Ecco, cerco di pensare a questo,  per farlo ho deciso d riprendere in mano,
o di prendere per la prima volta, i testi di filosofi che ho
abbandonato quando ho cominciato a lavorare (correva l’anno 1974-5!),
perché riabituarsi a pensare è forse la cosa più difficile ma anche più
importante per i tempi che ci aspettano, dove è e sarà chiesto a tutti di
non tornare a “com’eravamo”, ma piuttosto cercare di impedire che  guasti
accumulati finora, a cominciare dalle violenze inferte alla natura, segnino
il nostro futuro.
Per far questo serve un impegno di tutti, e una consapevolezza che ci
muoviamo tutti in territorio incognito.
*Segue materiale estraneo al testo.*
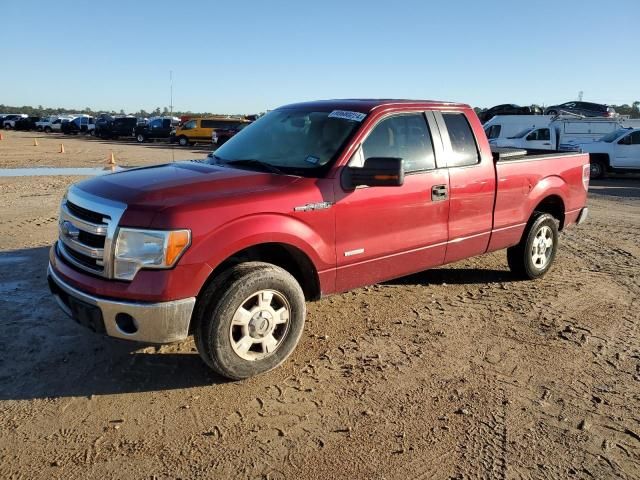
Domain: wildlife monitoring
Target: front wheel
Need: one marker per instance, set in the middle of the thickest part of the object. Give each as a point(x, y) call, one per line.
point(249, 320)
point(533, 256)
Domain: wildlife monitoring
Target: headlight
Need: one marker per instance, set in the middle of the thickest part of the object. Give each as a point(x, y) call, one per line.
point(136, 249)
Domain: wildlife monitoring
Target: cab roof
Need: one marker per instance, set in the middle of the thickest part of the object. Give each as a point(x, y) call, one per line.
point(367, 105)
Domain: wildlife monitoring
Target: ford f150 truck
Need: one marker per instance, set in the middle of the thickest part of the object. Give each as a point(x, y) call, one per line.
point(312, 199)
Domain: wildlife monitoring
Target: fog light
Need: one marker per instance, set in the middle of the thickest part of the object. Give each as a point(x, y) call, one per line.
point(126, 323)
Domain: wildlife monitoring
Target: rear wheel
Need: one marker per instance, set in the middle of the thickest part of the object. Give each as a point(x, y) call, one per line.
point(533, 256)
point(249, 320)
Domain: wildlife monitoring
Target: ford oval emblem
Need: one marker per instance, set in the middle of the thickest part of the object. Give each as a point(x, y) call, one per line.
point(69, 229)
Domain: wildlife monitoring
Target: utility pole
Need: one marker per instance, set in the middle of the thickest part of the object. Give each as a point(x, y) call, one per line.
point(171, 92)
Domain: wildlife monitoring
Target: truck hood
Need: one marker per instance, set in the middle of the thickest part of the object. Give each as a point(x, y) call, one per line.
point(168, 185)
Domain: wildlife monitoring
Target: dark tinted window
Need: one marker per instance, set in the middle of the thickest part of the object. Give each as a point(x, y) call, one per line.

E questo comporta ascolto,
discussione, e capacità di sintesi. Insomma, il contrario della politica da
talk show che ci ammorbava prima rischia di continuare a farlo ora.

Piuttosto, l’idea di una Costituzione della Terra, cui ci invitano a pensare Ferrajoli e La Valle mi pare il terreno effettivo di riflessione coerente con l’ampiezza dei problemi che abbiamo ed avremo di fronte. E’ un impegno difficile ed arduo, apparentemente illusorio e velleitario, ma in effetti l’unico adeguato alla profondità e radicalità dei dilemmi che ci sono davanti.